6 Asma M’Barek received her BA and her “Agrégation” in French language and literature from the Université de la Manouba, Tunisia. Currently, she is an associate lecturer at Faculté Saint-Jean and a PhD candidate in the Department of Modern Languages and Cultural Studies (University of Alberta). Her research focuses on women’s writing in French and the use of literature to teach second/foreign languages.
7 Emilia Nielsen is Assistant Professor of Arts, Medicine and Healing in York University’s Department of Social Science, Health & Society Program. She is the author of the scholarly text Disrupting Breast Cancer Narratives: Stories of Rage and Repair (U of Toronto P, 2019), as well as two collections of poetry, Body Work (Signature Editions, 2018), a finalist for a Lambda Literary Award, and Surge Narrows (Leaf Press, 2013), a finalist for the Gerald Lampert Memorial Award.
8 Fabien Pillet est chercheur postdoctoral du Fonds National Suisse de la Recherche Scientifique (SNF) à l’Université McGill. Il est l’auteur d’une monographie (Vers une esthétique interculturelle de la réception) et de différents articles portant sur la théorie de la réception et la littérature postcoloniale : http://mcgill.academia.edu/FabienPillet. Il a également coédité avec Annick Ettlin un ouvrage collectif sur la traduction (Les mouvements de la traduction). Ses recherches actuelles portent sur la mise en récit du multiculturalisme dans les littératures européennes contemporaines.
9 Kait Pinder is a settler scholar and an assistant professor in the Department of English and Theatre at Acadia University, where she teaches Canadian literature and literary theory. Her current research projects focus on the philosophical investments of the Canadian modernist novel, the contemporary reception of Leonard Cohen, and the intersection of the ethics of care and post-critical literary theory.
10 Sean Rhoads is a PhD candidate in the Department of English Language and Literature at Queen’s University. He earned his BA at Dickinson College and his MA at the University of Pennsylvania. He is the co-author of Japan’s Green Monsters: Environmental Commentary in Kaijū Cinema along with Dr. Brooke McCorkle of the University of Vermont. Sean lives in Ottawa with his wife, Keri, their cats, and their tortoises (not turtles).
11 Winfried Siemerling is Professor of English at the University of Waterloo and an Associate of the W.E.B. Du Bois Institute at Harvard University. He won the Gabrielle Roy Prize for The Black Atlantic Reconsidered (2015). Earlier books include Canada and Its Americas (coedited, 2010), The New North American Studies (2005, French translation 2010), and Discoveries of the Other (1994). He has contributed chapters to The Oxford Handbook of the African American Slave Narrative (2014), The Cambridge History of Postcolonial Literature (2012), and African American Literature in Transition (Cambridge UP, forthcoming).

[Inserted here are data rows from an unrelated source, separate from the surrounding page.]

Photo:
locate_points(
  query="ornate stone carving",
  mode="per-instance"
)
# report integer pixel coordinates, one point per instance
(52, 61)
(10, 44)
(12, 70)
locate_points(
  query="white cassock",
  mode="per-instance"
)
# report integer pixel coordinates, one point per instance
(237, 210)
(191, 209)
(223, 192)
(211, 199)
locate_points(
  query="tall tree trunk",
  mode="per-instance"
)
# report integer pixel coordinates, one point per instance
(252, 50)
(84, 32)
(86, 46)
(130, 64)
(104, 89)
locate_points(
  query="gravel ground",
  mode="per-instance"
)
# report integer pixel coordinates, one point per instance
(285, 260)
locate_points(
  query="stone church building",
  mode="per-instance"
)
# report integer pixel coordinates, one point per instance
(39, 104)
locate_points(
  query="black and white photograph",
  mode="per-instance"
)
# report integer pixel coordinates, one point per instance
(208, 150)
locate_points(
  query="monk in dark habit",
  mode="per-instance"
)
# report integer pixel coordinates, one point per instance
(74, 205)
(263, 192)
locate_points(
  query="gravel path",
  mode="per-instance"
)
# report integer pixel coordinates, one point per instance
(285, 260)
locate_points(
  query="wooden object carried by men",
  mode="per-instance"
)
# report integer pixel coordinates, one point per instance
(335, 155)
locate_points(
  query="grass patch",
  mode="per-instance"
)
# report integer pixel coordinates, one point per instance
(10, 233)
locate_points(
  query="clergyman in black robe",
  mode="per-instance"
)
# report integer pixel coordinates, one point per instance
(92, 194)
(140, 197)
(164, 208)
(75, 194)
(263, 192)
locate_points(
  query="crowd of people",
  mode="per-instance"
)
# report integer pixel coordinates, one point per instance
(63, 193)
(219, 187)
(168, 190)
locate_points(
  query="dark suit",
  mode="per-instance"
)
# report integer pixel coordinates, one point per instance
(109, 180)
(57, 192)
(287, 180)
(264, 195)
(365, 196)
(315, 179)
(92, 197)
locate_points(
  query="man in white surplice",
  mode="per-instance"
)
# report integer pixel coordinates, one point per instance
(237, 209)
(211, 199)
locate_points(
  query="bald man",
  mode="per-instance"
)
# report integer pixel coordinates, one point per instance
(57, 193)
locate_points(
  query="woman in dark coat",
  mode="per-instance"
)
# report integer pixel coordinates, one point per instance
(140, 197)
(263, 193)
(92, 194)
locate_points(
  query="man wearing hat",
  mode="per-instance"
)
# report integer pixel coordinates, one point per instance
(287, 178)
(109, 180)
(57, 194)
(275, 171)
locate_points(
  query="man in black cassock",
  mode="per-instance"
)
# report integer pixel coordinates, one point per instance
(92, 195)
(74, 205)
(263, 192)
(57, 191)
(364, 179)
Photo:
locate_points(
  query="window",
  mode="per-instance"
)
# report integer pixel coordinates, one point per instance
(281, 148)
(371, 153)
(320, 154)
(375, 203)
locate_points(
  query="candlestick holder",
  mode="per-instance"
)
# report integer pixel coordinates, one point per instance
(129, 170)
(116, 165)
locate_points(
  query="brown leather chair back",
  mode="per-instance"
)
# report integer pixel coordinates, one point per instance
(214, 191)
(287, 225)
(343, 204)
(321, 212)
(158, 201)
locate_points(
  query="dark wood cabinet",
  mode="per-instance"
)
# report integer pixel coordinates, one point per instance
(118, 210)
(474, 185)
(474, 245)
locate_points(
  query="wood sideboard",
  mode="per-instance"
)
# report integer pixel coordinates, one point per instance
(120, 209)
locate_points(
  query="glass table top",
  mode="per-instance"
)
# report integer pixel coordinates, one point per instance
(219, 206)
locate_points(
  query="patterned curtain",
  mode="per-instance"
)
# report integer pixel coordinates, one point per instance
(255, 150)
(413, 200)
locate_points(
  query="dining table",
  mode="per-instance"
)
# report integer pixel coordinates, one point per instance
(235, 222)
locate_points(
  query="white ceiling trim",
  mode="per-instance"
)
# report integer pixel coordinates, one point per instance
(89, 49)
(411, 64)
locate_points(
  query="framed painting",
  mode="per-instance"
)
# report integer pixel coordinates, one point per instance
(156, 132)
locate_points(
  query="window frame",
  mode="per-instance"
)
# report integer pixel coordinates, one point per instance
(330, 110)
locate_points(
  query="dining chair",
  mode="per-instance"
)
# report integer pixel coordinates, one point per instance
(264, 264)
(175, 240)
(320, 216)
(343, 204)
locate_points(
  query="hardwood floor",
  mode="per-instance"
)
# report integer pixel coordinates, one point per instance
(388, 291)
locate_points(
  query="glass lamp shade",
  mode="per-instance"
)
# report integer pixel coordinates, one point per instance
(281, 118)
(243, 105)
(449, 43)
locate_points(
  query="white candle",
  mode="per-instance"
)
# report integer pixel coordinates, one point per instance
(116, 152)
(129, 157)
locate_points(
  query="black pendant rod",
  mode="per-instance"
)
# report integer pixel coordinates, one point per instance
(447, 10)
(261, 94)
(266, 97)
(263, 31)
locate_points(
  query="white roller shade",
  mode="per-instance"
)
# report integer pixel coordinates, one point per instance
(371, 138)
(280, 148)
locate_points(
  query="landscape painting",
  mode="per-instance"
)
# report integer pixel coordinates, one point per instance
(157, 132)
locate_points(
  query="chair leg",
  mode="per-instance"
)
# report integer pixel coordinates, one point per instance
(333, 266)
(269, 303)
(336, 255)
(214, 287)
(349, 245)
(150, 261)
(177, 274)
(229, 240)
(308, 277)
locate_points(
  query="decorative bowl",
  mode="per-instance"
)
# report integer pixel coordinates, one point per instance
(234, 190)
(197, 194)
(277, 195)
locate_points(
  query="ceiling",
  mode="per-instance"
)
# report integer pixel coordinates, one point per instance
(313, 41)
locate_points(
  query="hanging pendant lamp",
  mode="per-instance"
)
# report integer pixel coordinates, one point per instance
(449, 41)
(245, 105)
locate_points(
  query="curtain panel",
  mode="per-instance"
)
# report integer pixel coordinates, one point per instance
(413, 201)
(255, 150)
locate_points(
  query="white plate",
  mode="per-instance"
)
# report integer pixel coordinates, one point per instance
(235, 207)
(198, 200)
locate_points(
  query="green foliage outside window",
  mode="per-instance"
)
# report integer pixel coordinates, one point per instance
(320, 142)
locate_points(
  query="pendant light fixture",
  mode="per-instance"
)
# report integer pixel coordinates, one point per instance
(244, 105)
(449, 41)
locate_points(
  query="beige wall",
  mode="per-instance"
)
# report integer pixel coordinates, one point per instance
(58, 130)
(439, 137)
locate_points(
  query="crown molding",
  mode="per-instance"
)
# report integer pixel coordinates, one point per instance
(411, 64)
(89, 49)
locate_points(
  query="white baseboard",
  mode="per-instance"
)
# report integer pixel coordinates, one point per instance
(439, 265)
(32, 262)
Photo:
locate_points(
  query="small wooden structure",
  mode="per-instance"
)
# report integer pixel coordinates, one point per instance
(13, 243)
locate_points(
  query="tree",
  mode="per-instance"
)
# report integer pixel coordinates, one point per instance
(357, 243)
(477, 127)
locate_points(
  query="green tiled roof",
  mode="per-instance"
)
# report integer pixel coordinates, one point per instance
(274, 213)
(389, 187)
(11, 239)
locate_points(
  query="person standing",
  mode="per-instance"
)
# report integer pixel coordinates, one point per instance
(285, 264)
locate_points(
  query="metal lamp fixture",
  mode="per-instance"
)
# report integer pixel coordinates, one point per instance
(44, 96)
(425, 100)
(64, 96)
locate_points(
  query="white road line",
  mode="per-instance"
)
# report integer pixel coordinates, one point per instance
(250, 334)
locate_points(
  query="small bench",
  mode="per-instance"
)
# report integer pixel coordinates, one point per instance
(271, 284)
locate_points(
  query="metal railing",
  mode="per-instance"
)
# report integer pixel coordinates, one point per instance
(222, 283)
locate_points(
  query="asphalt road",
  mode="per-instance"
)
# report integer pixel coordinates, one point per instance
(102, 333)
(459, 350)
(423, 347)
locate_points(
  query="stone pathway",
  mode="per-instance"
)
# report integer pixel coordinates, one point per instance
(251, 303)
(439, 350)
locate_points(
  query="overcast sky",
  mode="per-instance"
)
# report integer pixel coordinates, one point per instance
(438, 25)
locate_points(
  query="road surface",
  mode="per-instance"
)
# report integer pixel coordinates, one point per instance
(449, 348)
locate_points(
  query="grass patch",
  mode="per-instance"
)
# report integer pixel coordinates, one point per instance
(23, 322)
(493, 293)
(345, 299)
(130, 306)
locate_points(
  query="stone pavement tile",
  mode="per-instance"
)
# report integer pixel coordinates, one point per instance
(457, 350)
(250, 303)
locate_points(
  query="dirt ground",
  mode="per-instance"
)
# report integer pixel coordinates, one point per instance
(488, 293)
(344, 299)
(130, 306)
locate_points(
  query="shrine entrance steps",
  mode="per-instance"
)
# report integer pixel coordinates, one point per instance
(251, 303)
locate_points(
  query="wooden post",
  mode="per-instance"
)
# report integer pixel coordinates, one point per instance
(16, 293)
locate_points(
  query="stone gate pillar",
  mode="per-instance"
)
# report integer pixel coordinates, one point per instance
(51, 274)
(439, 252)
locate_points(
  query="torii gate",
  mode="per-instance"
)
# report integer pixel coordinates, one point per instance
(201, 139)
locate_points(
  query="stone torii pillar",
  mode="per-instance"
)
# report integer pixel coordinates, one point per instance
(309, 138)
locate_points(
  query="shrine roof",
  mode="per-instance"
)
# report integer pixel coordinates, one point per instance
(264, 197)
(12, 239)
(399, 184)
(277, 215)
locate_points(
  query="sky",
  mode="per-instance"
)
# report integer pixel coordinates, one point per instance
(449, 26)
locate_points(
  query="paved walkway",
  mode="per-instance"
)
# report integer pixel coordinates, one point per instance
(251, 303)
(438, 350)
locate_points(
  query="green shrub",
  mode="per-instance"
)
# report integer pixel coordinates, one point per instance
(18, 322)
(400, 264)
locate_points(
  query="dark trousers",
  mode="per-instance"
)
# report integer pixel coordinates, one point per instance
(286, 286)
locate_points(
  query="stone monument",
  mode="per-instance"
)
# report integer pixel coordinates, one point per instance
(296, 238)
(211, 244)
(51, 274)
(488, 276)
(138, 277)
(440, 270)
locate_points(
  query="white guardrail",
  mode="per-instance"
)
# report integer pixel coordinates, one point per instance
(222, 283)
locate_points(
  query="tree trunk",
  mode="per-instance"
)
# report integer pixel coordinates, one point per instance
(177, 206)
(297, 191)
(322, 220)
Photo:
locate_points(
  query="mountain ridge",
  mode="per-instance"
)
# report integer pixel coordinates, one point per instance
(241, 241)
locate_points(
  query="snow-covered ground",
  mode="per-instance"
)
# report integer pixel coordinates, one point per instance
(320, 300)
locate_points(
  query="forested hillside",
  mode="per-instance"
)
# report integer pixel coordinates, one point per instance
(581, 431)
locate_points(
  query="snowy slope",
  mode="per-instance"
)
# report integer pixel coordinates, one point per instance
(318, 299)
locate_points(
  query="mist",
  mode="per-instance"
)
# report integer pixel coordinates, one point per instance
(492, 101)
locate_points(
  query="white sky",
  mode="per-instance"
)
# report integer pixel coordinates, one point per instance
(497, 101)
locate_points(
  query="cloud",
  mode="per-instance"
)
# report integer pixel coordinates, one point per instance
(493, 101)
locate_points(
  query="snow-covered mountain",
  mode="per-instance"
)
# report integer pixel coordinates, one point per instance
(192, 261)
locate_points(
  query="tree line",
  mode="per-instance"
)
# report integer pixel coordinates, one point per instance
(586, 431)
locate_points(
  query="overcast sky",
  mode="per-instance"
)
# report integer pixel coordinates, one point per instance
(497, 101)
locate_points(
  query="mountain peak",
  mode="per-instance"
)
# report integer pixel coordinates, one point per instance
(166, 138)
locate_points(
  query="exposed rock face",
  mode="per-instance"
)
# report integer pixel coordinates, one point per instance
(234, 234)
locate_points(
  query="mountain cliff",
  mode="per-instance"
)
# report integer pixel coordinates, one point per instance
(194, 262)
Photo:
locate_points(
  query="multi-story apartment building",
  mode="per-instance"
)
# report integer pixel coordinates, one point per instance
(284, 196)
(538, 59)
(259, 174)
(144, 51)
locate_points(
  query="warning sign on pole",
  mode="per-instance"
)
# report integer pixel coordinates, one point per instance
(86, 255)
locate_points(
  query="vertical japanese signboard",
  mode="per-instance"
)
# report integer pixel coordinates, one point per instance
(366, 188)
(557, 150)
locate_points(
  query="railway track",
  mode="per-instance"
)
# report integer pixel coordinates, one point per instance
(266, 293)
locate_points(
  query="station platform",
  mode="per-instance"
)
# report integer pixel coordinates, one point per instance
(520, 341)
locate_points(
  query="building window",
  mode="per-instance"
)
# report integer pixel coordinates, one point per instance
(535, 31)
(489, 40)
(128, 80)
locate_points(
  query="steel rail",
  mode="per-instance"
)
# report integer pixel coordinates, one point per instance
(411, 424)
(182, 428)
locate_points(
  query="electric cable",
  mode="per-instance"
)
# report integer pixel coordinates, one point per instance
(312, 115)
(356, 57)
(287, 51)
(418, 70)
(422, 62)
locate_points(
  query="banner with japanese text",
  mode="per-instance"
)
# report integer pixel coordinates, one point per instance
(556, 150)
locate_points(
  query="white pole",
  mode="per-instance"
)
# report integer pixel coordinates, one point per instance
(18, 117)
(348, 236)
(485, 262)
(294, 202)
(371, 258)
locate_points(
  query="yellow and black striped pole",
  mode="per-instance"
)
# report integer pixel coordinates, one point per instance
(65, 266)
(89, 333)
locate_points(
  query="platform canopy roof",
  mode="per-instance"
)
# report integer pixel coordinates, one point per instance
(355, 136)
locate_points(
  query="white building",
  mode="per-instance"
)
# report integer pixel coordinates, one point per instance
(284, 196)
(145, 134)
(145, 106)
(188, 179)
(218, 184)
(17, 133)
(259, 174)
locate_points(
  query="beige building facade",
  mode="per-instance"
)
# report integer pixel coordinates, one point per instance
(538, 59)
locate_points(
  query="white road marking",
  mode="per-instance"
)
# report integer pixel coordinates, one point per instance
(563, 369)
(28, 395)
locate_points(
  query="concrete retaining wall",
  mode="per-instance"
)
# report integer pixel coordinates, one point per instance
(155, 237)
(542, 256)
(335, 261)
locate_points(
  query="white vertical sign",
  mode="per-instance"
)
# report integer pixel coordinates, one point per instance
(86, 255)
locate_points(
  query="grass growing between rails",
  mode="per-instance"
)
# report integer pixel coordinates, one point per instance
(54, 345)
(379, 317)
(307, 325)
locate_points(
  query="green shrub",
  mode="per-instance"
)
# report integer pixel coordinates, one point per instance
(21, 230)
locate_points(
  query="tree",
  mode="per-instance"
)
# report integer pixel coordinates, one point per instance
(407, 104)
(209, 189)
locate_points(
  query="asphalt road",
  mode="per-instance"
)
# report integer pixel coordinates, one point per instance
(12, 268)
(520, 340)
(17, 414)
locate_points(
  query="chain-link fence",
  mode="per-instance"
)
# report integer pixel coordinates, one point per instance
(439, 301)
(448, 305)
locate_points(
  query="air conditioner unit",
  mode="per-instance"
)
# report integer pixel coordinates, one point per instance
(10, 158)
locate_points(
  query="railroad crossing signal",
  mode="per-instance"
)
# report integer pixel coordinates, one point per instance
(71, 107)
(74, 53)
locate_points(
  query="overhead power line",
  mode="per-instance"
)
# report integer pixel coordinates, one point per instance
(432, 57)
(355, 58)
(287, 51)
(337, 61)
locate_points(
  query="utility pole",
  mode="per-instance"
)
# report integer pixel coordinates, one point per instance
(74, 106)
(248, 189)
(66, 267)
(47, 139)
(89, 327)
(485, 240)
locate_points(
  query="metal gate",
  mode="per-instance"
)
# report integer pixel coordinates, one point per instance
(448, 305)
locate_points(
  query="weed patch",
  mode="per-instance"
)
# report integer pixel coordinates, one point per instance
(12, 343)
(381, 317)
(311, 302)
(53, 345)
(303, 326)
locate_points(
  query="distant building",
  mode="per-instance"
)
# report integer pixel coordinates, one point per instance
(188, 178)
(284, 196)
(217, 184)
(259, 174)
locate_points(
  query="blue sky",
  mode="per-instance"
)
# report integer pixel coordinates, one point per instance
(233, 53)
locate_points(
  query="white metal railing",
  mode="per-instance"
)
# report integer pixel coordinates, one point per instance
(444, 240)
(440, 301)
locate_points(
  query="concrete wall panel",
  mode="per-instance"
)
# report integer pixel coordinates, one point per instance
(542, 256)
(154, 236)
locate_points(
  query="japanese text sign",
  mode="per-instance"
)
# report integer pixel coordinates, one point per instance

12 Gillian Sze holds a PhD in Études anglaises from the Université de Montréal. Her SSHRC-funded doctoral project examines the classical inheritance in Anne Carson’s poetry, with particular interest in the fragment, translation, and the Sapphic “afterlife.” She is the author of multiple poetry books, including Peeling Rambutan, Redrafting Winter, and Panicle, which were finalists for the QWF A.M. Klein Prize for Poetry. She currently teaches literature and creative writing in Montreal.